What is the purpose of this page?
Are the works protected by copyright?
May I integrate the pieces into my homepage or use them for a project?
How are the pieces produced?
Why MIDI?
What other formats are still available?
Why are no works of modern composers represented?
I can't play the pieces on my digital piano. Why is that?
Do you produce pieces to request?
How often is the site updated?
Can you also release my pieces?
How do I go about finding a certain classical work in MIDI format in the Internet?

What is the purpose of this page?

The page serves to describe and make available my interpretations of classical piano works. Although I am a layman in terms of music, I have set myself the goal of painstakingly interpreting difficult works. I would like to make these works accessible to as many musically interested people as possible.

Are the works protected by copyright?

I am the copyright holder of the pieces. Since 2007-04-01 the works are available under a cc-BY-SA licence. The composers no longer exercise copyright due to the fact that they have all been dead for more than 70 years. See also the remarks on the Copyright page.
Creative Commons License

May I integrate the pieces into my homepage or use them for a project?

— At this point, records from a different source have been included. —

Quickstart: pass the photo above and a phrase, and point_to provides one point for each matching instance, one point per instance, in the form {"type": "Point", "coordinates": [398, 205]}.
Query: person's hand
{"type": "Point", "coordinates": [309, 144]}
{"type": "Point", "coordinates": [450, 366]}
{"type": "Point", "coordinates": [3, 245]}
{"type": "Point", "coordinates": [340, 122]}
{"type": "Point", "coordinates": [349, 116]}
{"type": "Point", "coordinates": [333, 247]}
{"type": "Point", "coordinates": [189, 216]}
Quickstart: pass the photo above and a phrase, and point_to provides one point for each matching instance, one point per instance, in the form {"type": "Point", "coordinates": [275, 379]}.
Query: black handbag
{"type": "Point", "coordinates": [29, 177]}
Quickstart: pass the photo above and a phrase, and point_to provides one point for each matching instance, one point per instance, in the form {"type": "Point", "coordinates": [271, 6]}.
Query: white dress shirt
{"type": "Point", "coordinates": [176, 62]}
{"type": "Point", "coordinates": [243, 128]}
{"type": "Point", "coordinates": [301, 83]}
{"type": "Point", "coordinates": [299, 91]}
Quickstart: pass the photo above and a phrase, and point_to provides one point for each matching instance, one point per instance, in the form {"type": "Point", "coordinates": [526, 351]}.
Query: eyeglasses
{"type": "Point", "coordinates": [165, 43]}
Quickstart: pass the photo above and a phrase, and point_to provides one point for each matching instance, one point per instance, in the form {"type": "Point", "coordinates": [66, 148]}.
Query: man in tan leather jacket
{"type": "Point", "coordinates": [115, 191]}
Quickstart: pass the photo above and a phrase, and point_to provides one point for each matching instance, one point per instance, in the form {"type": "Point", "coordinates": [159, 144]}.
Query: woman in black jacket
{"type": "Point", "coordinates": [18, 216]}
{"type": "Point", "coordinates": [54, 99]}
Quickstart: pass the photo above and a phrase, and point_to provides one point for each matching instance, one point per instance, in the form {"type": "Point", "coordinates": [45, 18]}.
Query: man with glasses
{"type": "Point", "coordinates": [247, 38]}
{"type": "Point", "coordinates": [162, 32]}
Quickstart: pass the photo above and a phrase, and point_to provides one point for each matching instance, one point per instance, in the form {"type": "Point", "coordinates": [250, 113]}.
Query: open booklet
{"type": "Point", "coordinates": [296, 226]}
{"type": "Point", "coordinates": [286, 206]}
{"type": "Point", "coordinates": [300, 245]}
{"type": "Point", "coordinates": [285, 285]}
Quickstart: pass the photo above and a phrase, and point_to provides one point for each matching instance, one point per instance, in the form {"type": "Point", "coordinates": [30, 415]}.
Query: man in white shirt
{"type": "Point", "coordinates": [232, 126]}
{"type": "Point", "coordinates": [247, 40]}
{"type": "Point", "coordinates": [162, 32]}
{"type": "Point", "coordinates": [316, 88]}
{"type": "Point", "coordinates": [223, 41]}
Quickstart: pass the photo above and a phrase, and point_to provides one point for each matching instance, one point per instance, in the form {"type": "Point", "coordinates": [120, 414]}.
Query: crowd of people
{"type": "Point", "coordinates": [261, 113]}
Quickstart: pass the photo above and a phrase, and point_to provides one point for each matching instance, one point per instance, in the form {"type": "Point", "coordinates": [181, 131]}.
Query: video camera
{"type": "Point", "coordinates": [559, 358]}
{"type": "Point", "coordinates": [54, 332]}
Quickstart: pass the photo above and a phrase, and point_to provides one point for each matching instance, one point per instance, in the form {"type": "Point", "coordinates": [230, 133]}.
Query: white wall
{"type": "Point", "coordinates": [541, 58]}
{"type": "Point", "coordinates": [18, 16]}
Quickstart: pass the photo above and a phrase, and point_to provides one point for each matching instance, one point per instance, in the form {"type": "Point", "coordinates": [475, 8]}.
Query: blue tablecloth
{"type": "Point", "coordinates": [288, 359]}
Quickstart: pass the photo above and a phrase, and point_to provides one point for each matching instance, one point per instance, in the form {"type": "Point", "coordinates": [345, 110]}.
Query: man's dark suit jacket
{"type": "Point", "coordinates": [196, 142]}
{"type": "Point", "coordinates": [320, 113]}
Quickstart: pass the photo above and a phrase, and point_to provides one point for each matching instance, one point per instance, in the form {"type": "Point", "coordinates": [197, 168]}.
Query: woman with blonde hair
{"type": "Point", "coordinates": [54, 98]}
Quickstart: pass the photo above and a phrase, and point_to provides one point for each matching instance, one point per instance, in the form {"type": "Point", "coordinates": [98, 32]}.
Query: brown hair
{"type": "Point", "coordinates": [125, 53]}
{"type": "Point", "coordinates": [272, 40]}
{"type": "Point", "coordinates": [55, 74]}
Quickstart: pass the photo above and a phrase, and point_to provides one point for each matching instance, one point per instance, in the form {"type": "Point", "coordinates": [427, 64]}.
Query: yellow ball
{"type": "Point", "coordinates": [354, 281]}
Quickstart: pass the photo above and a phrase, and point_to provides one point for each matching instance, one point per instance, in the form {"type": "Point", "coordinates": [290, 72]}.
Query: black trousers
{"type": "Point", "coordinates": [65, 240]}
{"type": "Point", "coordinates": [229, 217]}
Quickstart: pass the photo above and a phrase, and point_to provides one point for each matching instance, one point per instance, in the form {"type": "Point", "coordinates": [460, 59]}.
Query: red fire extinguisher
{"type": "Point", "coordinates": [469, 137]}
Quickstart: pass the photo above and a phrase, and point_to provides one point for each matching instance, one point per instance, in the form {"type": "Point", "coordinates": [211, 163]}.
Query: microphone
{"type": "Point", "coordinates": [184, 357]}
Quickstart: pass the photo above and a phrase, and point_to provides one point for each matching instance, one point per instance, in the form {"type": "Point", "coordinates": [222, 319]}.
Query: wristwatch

You may use the pieces under the conditions of cc-BY-SA licence.

How are the pieces produced?

The pieces are created at high cost in a MIDI sequencer, using the step-sequencing technique - it is not a matter of recordings. The production of one minute of music generally takes several hours. The details are described in the Introduction.

Why MIDI?

MIDI allows me to create the pieces by describing the notes and musical parameters, without my having to record them. They can be re-edited at any time. I am not a pianist and do not have the technical resources to record live. On the other hand, I have the wish to interpret high quality and difficult works. MIDI enables me to do this. The musical structure of the work is not only audible but visible at the same time, because the musical parameters, such as pitch, volume and tempo can be displayed visually. When a piece is completed, other formats may be produced from it, such as Audio or MP3. For storing and sending using the Internet, MIDI is most certainly without equal in terms of space-saving.

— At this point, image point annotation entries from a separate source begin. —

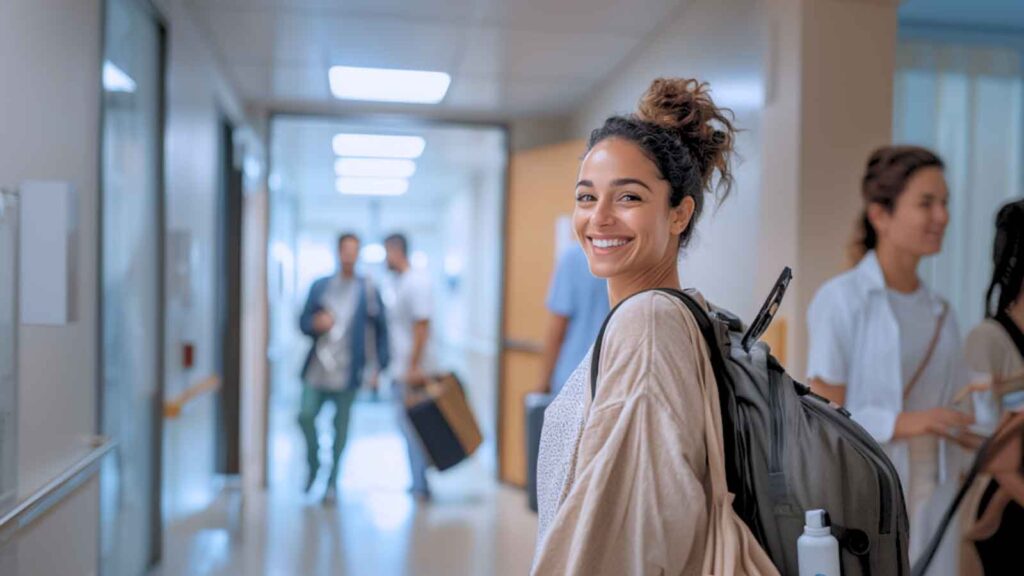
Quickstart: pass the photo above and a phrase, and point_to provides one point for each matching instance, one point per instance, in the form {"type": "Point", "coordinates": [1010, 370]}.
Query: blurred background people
{"type": "Point", "coordinates": [338, 314]}
{"type": "Point", "coordinates": [578, 301]}
{"type": "Point", "coordinates": [412, 357]}
{"type": "Point", "coordinates": [995, 351]}
{"type": "Point", "coordinates": [883, 344]}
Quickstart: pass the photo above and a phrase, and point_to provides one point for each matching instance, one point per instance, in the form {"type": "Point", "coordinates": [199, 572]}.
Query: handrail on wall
{"type": "Point", "coordinates": [173, 407]}
{"type": "Point", "coordinates": [54, 491]}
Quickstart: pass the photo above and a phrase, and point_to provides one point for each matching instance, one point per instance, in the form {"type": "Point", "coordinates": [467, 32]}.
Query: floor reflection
{"type": "Point", "coordinates": [473, 526]}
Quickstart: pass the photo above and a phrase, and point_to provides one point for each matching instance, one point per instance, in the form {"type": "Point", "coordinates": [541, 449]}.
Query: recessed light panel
{"type": "Point", "coordinates": [380, 84]}
{"type": "Point", "coordinates": [375, 167]}
{"type": "Point", "coordinates": [378, 146]}
{"type": "Point", "coordinates": [372, 187]}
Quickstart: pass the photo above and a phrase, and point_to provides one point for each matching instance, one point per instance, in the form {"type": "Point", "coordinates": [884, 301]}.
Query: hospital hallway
{"type": "Point", "coordinates": [473, 525]}
{"type": "Point", "coordinates": [219, 218]}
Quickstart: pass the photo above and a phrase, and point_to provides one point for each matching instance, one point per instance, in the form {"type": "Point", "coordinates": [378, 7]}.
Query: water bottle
{"type": "Point", "coordinates": [817, 549]}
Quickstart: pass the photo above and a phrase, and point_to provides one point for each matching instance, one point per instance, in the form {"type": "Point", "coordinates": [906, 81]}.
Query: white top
{"type": "Point", "coordinates": [871, 339]}
{"type": "Point", "coordinates": [410, 301]}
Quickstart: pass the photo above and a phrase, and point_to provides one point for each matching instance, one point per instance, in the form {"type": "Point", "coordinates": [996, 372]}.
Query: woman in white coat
{"type": "Point", "coordinates": [885, 346]}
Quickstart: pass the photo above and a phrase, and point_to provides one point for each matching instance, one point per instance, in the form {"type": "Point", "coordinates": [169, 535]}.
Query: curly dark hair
{"type": "Point", "coordinates": [1008, 259]}
{"type": "Point", "coordinates": [688, 137]}
{"type": "Point", "coordinates": [888, 171]}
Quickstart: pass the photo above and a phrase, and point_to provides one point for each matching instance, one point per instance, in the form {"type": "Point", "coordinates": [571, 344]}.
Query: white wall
{"type": "Point", "coordinates": [49, 128]}
{"type": "Point", "coordinates": [722, 43]}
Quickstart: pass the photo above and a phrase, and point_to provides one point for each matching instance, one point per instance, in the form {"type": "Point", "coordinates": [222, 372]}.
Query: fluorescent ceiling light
{"type": "Point", "coordinates": [377, 167]}
{"type": "Point", "coordinates": [388, 85]}
{"type": "Point", "coordinates": [116, 80]}
{"type": "Point", "coordinates": [378, 146]}
{"type": "Point", "coordinates": [372, 187]}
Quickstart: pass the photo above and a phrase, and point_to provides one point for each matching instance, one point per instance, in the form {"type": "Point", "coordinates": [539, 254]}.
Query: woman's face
{"type": "Point", "coordinates": [623, 218]}
{"type": "Point", "coordinates": [916, 223]}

What other formats are still available?

I produce audio recordings of many pieces with my digital piano. I place these at your disposal either as MP3 files or on CD ROM. Details are contained in the Introduction. Due to the high transfer costs, the MP3 offer is however limited.

Why are no works of modern composers represented?

I only release pieces whose composers have been dead for more than 70 years, as here no copyright of the composer no longer exists.

I can't play the pieces on my digital piano. Why is that?

There are digital pianos that can only interpret MIDI Format 0. All of my pieces are stored additionally in Format 0 under midis/format0.

Do you produce pieces to request?

No, that contradicts the purpose of this page. The choice of the pieces result from my own needs.

How often is the site updated?

As a rule, once a month. An update releases either a new work, a new reworking of a piece or a new format (e.g. MP3). I publish a Newsletter containing information and news.

Can you also release my pieces?

In principle, I only release my own pieces. If you want to make your works available to the public you can go to an open archive.

How do I go about finding a certain classical work in MIDI format in the Internet?

Some MIDI archives in the Internet contain thousands of classical works. You can find the corresponding links to them on my Linkpage. The quality of the pieces, however, may vary considerably.